A Procuradoria foi contrária à colaboração de Mauro Cid, de início, sob o argumento de que o Ministério Público foi escanteado nas negociações. Depois, sob Paulo Gonet, a PGR concordou com o acordo firmado pela Polícia Federal.

Agora, a decisão das cúpulas dos dois órgãos é interromper negociações de colaborações premiadas que sejam conduzidas unilateralmente. É o caso da Polícia Federal com alvos das fraudes do INSS, cujos acordos passam a depender da concordância da PGR.

Banco Master

A cooperação entre PF e PGR foi acertada nos bastidores em março, quando o banqueiro Daniel Vorcaro apresentou interesse em negociar uma delação premiada.

Os dois órgãos definiram que a atuação em conjunto seria a melhor saída para dar seguranças aos acordos de colaboração.

O acordo, porém, não valia para os casos envolvendo as fraudes dos descontos ilegais no INSS.

O empresário Maurício Camisotti, preso em setembro de 2025, passou a negociar com a PF os termos de uma colaboração premiada ainda no ano passado.

A corporação não informou a PGR sobre as negociações, e a equipe de Paulo Gonet só soube do acerto pela imprensa.

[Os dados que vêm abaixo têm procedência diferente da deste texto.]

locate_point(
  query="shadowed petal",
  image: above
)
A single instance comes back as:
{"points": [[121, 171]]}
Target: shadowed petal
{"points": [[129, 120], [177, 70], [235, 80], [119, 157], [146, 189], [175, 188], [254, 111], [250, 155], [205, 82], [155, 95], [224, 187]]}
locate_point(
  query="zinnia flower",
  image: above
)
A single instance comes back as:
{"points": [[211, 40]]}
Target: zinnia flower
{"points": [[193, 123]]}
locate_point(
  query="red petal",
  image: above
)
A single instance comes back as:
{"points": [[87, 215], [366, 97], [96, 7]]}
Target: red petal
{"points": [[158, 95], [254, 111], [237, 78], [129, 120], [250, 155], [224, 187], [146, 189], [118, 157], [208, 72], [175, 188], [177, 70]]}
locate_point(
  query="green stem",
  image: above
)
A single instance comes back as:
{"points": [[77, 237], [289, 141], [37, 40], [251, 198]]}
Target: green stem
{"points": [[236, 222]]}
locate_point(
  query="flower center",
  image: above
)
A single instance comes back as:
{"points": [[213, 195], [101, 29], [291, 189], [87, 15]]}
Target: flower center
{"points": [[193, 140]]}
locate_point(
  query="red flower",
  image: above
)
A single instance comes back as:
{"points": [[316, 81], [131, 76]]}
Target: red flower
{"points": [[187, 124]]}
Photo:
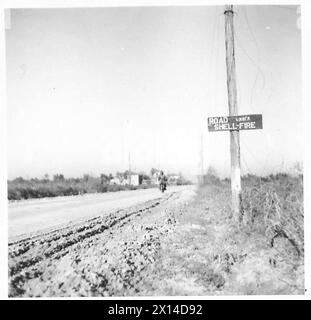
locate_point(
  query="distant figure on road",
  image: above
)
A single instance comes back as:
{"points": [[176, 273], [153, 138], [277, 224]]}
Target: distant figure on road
{"points": [[162, 181]]}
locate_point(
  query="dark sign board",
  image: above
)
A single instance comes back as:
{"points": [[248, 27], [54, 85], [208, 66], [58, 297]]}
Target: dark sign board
{"points": [[229, 123]]}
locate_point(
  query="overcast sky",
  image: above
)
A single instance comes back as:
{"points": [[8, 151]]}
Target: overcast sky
{"points": [[86, 87]]}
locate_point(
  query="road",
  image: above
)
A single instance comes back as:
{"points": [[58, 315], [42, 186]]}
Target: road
{"points": [[34, 215]]}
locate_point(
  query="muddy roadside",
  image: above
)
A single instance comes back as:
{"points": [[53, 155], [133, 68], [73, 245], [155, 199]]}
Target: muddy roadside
{"points": [[181, 244]]}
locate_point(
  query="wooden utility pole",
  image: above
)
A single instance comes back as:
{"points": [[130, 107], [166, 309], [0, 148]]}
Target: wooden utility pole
{"points": [[202, 160], [130, 174], [233, 111]]}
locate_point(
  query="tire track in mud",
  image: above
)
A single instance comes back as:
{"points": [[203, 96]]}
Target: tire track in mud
{"points": [[29, 258]]}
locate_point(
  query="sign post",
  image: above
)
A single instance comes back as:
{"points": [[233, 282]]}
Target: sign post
{"points": [[234, 122], [233, 111]]}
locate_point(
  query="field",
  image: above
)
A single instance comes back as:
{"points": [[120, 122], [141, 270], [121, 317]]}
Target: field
{"points": [[182, 243]]}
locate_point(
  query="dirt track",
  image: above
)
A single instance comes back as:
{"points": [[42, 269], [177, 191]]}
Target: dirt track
{"points": [[182, 243], [100, 256]]}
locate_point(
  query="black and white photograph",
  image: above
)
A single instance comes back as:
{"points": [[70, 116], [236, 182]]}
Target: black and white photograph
{"points": [[154, 151]]}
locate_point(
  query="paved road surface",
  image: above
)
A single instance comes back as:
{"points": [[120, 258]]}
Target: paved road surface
{"points": [[33, 215]]}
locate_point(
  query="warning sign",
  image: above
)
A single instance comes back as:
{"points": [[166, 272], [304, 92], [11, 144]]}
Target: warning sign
{"points": [[234, 123]]}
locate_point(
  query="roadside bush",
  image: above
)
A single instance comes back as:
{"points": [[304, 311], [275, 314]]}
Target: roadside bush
{"points": [[275, 208]]}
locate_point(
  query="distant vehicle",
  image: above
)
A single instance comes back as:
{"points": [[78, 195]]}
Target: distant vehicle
{"points": [[162, 181]]}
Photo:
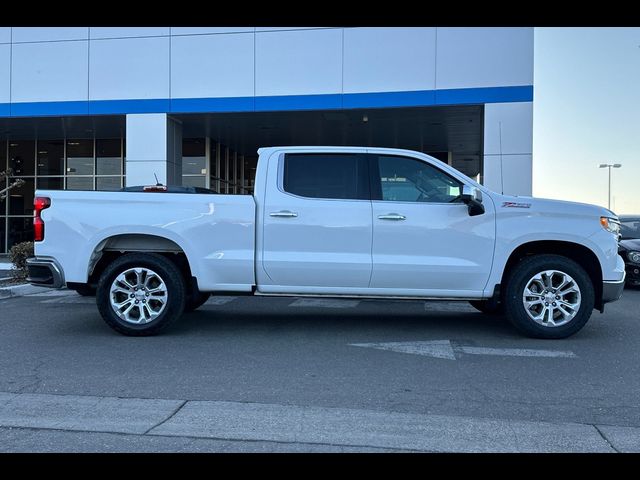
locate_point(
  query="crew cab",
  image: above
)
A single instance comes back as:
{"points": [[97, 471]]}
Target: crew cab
{"points": [[331, 222]]}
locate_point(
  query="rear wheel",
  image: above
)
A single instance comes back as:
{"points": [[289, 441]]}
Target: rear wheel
{"points": [[140, 294], [549, 296]]}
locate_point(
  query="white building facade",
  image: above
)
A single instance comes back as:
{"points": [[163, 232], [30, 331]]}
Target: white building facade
{"points": [[106, 107]]}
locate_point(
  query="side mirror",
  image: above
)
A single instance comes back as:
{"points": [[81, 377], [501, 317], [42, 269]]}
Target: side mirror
{"points": [[473, 198]]}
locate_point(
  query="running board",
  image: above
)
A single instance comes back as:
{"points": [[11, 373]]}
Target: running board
{"points": [[361, 297]]}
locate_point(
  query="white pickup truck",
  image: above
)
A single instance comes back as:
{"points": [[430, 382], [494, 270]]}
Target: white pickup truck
{"points": [[331, 222]]}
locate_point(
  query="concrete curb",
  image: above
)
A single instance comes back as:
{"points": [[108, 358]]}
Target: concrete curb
{"points": [[21, 290]]}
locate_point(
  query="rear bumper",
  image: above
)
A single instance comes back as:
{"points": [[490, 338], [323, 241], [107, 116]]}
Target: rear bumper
{"points": [[612, 291], [45, 272]]}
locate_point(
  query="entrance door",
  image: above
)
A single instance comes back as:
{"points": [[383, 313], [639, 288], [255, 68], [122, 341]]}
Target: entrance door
{"points": [[424, 241], [317, 225]]}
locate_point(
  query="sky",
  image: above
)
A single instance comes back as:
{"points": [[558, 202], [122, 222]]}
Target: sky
{"points": [[586, 111]]}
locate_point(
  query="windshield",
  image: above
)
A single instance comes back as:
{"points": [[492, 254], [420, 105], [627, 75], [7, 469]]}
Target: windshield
{"points": [[629, 228]]}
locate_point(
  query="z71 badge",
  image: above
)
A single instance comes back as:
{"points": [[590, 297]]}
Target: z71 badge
{"points": [[516, 205]]}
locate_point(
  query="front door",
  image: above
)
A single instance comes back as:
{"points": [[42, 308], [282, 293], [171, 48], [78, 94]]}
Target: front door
{"points": [[317, 224], [424, 241]]}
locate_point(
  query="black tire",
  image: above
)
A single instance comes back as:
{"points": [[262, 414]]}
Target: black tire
{"points": [[517, 281], [488, 307], [85, 290], [195, 299], [170, 275]]}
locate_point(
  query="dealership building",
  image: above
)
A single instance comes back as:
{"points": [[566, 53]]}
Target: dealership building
{"points": [[100, 108]]}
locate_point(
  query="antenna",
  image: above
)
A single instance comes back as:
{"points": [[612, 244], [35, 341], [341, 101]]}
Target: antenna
{"points": [[501, 174]]}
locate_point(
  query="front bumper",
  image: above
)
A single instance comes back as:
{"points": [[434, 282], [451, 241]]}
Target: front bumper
{"points": [[633, 274], [45, 272], [612, 291]]}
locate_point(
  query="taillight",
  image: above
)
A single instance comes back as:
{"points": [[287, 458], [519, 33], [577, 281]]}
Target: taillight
{"points": [[39, 204]]}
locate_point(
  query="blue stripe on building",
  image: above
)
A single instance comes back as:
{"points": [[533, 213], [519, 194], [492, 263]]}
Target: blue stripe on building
{"points": [[458, 96]]}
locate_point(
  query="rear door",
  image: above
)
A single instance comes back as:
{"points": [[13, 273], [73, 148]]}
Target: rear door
{"points": [[424, 241], [317, 224]]}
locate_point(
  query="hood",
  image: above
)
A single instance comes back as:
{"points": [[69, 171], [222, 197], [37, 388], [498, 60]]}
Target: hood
{"points": [[632, 244], [506, 203]]}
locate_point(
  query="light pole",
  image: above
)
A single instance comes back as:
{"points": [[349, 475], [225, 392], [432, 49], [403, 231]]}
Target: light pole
{"points": [[609, 166]]}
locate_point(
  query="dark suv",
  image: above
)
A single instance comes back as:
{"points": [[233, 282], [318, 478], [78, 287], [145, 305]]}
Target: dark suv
{"points": [[629, 247]]}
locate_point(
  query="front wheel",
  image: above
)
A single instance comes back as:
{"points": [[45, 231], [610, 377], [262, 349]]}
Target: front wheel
{"points": [[549, 296], [140, 294]]}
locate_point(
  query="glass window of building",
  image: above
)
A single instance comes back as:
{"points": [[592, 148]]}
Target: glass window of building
{"points": [[109, 156], [50, 183], [20, 229], [108, 183], [79, 183], [80, 157], [3, 234], [22, 157], [21, 198], [50, 157], [3, 156], [194, 162]]}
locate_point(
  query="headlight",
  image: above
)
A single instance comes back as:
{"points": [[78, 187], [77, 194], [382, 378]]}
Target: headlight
{"points": [[634, 257], [610, 225]]}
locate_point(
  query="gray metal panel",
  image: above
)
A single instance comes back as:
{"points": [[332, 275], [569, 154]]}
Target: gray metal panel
{"points": [[299, 62], [49, 71], [389, 59], [47, 34], [212, 66], [129, 68]]}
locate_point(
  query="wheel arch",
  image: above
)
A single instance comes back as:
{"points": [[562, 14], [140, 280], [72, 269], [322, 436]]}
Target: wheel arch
{"points": [[115, 245], [582, 255]]}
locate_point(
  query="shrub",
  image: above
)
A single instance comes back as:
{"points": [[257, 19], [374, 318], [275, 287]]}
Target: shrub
{"points": [[18, 255]]}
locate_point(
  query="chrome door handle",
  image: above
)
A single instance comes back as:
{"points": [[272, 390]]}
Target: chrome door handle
{"points": [[283, 214], [392, 216]]}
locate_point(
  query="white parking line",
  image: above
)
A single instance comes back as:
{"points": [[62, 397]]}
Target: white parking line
{"points": [[324, 303], [77, 299], [445, 349]]}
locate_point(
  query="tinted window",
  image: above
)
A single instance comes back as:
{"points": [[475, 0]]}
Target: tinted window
{"points": [[409, 180], [340, 176]]}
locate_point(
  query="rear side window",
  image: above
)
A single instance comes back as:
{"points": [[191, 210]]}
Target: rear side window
{"points": [[326, 175]]}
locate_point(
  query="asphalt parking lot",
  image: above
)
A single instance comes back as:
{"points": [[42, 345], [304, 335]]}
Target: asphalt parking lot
{"points": [[285, 374]]}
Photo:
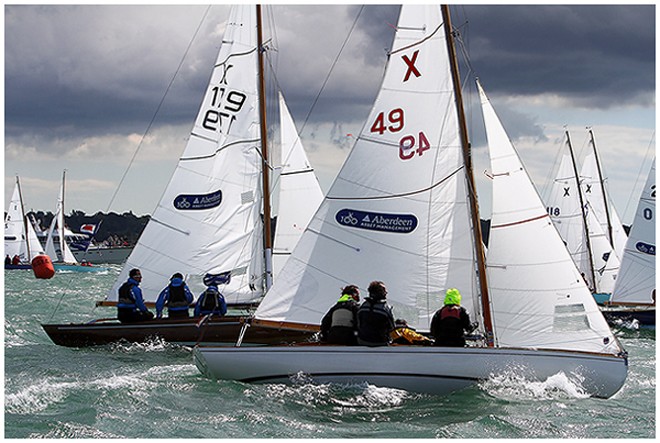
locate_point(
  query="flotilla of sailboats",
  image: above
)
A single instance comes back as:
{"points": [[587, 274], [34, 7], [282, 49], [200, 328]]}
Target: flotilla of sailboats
{"points": [[403, 206], [633, 297]]}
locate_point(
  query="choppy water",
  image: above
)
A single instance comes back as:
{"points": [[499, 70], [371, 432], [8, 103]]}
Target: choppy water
{"points": [[155, 391]]}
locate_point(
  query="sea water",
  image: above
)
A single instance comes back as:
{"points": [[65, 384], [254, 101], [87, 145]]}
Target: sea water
{"points": [[155, 391]]}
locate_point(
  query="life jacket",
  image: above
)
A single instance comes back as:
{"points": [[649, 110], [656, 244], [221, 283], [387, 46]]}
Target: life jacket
{"points": [[375, 321], [450, 311], [126, 294], [210, 300], [343, 316], [177, 297]]}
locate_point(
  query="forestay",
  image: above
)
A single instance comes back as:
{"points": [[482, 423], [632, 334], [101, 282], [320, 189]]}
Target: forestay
{"points": [[537, 295], [398, 210], [636, 281], [208, 219]]}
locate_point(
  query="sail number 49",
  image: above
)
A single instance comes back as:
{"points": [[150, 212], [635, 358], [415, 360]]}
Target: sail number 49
{"points": [[409, 145]]}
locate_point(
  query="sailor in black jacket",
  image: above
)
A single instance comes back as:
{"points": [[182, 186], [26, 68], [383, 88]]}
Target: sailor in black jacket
{"points": [[375, 319]]}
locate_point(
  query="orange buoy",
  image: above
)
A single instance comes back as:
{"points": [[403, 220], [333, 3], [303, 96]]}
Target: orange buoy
{"points": [[42, 266]]}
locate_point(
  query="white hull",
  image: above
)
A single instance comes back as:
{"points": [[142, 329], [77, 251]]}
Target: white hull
{"points": [[419, 369], [111, 255]]}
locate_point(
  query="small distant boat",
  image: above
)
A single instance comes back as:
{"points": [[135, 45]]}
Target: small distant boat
{"points": [[577, 205], [20, 237], [62, 257], [633, 297], [403, 209]]}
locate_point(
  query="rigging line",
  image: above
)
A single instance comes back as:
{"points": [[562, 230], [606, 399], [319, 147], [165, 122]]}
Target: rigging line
{"points": [[160, 104]]}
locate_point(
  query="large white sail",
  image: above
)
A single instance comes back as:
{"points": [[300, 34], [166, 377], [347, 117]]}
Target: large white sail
{"points": [[208, 219], [635, 283], [398, 210], [18, 241], [57, 229], [300, 193], [537, 295]]}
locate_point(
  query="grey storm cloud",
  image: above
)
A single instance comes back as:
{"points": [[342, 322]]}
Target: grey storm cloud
{"points": [[104, 69]]}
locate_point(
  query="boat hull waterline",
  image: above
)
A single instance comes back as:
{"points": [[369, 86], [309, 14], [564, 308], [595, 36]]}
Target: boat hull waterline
{"points": [[223, 331], [428, 370]]}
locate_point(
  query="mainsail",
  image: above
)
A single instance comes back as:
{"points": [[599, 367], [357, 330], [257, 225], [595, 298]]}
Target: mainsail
{"points": [[398, 210], [57, 228], [300, 193], [20, 237], [636, 281], [210, 219], [538, 297]]}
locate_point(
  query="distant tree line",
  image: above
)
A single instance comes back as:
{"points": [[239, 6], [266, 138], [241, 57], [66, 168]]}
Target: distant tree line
{"points": [[127, 226]]}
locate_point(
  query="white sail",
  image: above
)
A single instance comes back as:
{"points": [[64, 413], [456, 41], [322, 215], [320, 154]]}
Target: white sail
{"points": [[423, 247], [537, 296], [56, 230], [602, 255], [208, 219], [398, 210], [593, 193], [18, 241], [564, 208], [635, 283], [300, 192]]}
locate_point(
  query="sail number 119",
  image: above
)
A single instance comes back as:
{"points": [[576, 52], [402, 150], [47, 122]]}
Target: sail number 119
{"points": [[223, 108], [409, 145]]}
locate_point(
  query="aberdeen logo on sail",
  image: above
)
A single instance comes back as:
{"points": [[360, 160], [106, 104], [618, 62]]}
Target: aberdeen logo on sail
{"points": [[184, 202], [397, 223], [645, 248]]}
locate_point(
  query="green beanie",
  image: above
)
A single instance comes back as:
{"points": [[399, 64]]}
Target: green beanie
{"points": [[453, 297], [345, 297]]}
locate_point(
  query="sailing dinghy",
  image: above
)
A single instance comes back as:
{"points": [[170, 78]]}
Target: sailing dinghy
{"points": [[634, 293], [210, 219], [56, 246], [402, 210], [20, 237], [577, 206]]}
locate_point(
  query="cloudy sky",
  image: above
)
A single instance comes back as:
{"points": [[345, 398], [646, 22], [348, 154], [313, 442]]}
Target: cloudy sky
{"points": [[83, 84]]}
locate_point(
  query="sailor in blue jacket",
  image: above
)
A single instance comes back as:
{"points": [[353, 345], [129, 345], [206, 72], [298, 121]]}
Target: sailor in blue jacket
{"points": [[211, 301], [176, 296], [130, 306]]}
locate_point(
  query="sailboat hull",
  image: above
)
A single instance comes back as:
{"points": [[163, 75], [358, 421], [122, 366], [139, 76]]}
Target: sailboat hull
{"points": [[223, 331], [645, 316], [431, 370], [70, 267]]}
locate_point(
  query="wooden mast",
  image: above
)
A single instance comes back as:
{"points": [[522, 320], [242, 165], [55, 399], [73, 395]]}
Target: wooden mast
{"points": [[582, 212], [467, 158], [25, 220], [602, 188], [265, 171]]}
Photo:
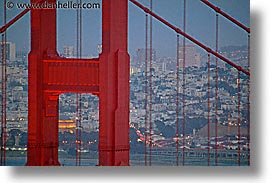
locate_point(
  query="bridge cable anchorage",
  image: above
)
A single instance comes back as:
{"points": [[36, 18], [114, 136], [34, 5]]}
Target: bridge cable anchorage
{"points": [[216, 91], [179, 31], [239, 118], [248, 101], [177, 104], [4, 87], [146, 91], [183, 85], [208, 107], [151, 84], [227, 16]]}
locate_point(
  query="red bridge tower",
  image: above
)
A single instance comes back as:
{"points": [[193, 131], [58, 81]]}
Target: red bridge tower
{"points": [[107, 77]]}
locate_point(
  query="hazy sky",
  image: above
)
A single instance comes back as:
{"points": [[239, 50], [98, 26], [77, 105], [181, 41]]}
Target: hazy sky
{"points": [[200, 25]]}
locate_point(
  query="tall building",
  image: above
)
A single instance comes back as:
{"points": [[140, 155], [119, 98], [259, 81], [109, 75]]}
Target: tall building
{"points": [[68, 51], [10, 51], [192, 57], [139, 61]]}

Em fevereiro, Gonet enviou petição ao Supremo pedindo que a delação de Camisotti fosse interrompida para que a PGR pudesse acompanhar o acordo, como define a legislação.

A Polícia Federal só concordou com a inclusão da PGR nas negociações na semana passada. Os investigadores pediram a devolução do acordo, já enviado ao Supremo para homologação, e vai rediscutir os termos com a participação da Procuradoria.